In the first set of experiments rubrene films were grown at room temperature and at 325 K onto SiO₂ wafer or Au(111) samples. In all cases homogeneous layers are formed as inferred from an almost exponential attenuation of the XPS signal of the substrate with increasing film thickness. Corresponding SEM measurements revealed no evidence for any crystalline grain formation larger than the typical resolution of about 5 nm thus indicating the presence of amorphous or nano-crystalline films. When increasing the substrate temperature further upon deposition poly-crystalline dendrites are formed. Fig. 1 depicts some typical micrographs obtained for rubrene films grown at a sample temperature of 375 K on both substrates. On gold the rubrene films reveal characteristic dendrites with rather fine ramification while on SiO₂ more branched networks of crystalline fibers with typical diameters of 1–3 μm are formed. Attempts to enhance the size of the crystallites by increasing the deposition temperature were not successful and are hampered by the competing dewetting and thermal desorption which completely prevents any film growth by OMBD at sample temperatures above 380 K, even for deposition rates as high as 10 nm min⁻¹.

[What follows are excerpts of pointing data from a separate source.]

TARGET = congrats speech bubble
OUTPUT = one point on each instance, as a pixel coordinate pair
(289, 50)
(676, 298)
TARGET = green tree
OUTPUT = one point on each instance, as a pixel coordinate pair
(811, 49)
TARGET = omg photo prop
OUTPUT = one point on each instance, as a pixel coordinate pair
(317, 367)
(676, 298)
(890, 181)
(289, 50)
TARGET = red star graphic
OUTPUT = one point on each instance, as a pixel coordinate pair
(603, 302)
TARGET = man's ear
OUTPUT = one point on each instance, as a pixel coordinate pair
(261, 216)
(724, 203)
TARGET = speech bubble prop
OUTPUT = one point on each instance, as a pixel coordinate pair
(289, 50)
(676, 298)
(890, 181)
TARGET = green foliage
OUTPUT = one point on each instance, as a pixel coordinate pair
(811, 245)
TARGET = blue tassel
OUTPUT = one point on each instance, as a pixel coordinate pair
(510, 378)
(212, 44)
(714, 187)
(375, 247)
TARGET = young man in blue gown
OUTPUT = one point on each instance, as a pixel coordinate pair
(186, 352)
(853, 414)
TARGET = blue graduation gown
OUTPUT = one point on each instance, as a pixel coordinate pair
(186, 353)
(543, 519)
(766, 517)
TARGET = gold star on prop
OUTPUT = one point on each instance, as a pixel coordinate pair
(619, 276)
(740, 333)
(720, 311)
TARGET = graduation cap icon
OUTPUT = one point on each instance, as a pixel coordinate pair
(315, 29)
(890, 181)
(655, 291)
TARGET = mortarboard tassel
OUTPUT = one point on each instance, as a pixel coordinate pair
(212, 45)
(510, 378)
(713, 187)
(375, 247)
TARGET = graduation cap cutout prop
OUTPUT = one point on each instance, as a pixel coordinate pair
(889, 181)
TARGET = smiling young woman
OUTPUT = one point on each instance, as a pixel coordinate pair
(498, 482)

Fig. 1 Optical micrographs of rubrene films (nominal thickness 40 nm) grown by OMBD at a rate of 25 Å min⁻¹ and a substrate temperature of 375 K (a) on SiO₂ and (b) on Au(111). The inset in (a) shows a SEM micrograph with the microstructure of the dendritic films on gold.

To compensate the loss of rubrene through thermal desorption from the sample and/or the reduced sticking probability at elevated temperature a new hot wall-type evaporator has been designed. By bridging the gap between sample and evaporator cell with a separately heated glass tube a strongly enhanced rubrene vapor pressure in front of the surface is maintained. This allows deposition even at temperatures close to the sublimation point and hence enables growth under thermal equilibrium conditions. As shown by the micrographs depicted in Fig. 2 this deposition technique yields crystalline rubrene films. The average size of the crystallites depends on the actual growth temperature. While rather elongated crystals of about 0.3 μm × 1.5 μm are formed at 395 K larger crystallites with lateral dimensions of more than 25 μm are obtained upon growth at 415 K on SiO₂. On Au(111) the latter growth conditions yielded rather laminar crystallites with diameters of up to 40 μm. A comparison of the characteristic oblique shape of the resulting crystallites with the orthorhombic crystal structure of rubrene¹⁵ indicates that they are (001)-oriented i.e. their surface consists of ab-planes. The homogeneous orientation of these crystallites on gold is further confirmed by polarization microscopy (Fig. 2d,f) which reveals a uniform switch of the polarization contrast within 1–2°. Tapping mode AFM measurements indicated that the individual crystallites have flat surfaces consisting of molecularly flat terraces extending over several hundred nanometres separated by monomolecular steps with a height of 1.5 ± 0.2 nm. This value is in close agreement with the (001)-layer spacing of d₍₀₀₁₎ = 1.34 nm in rubrene crystals (see Fig. 3c) and hence corroborates the crystalline orientation.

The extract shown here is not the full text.